CAIRO, Egypt — Riot police have ended their strikes in the cities of Cairo and Giza, according to a strike organizer who said police superiors were given 10 days to respond to demands.
Police were back at work near Tahrir Square after more than a week of protests against what the strikers claim is the politicization of the force and growing influence of the Muslim Brotherhood.
More on GlobalPost: Egyptian police strikes spread
Security forces had called for the dismissal of Interior Minister Mohamed Ibrahim, saying he was influenced by the Muslim Brotherhood. He reportedly met with top Central Security Forces officials and recruits on Monday.
"The Minister said he appreciates the views of the policemen, adding that these views stem from national duty and from their rejection of seeing the police involved in political conflicts," Daily News Egypt reported.

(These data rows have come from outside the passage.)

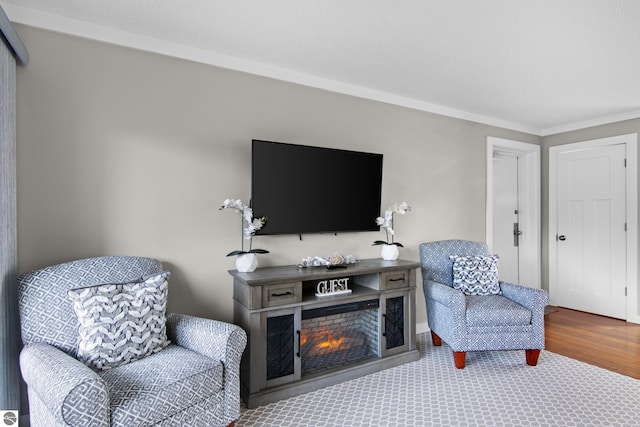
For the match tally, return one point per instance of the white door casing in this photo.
(529, 209)
(505, 214)
(592, 198)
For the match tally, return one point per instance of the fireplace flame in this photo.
(326, 341)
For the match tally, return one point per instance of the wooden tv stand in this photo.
(277, 305)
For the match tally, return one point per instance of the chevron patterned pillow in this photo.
(476, 275)
(119, 323)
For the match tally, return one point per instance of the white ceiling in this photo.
(540, 66)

Earlier this week, the Egypt Independent reported Ibrahim as saying, "There are groups of policemen on strike. I understand them. They are protesting the pressure they are under, the attacks from the media. They work in hard conditions and exert everything they can and are not met with appreciation or thanks."
The Islamist National Conscience Front, a political coalition that includes President Mohamed Morsi's Freedom and Justice Party, released a statement condemning the police strike, saying "[police] forces should not withdraw from their duty or refrain from the great service [of protecting the people]," according to Ahram Online.
Meanwhile, the attorney general's office released a statement on Sunday encouraging Egyptian civilians to arrest lawbreakers, the Associated Press reported.
The statement set off a political storm, with the main opposition coalition viewing it as a move toward organizing militias.
The National Salvation Front said in a statement, "It is now clear why the regime insists on pitting the police against the people and relying on security measures to tackle problems that need social, economic and political solutions."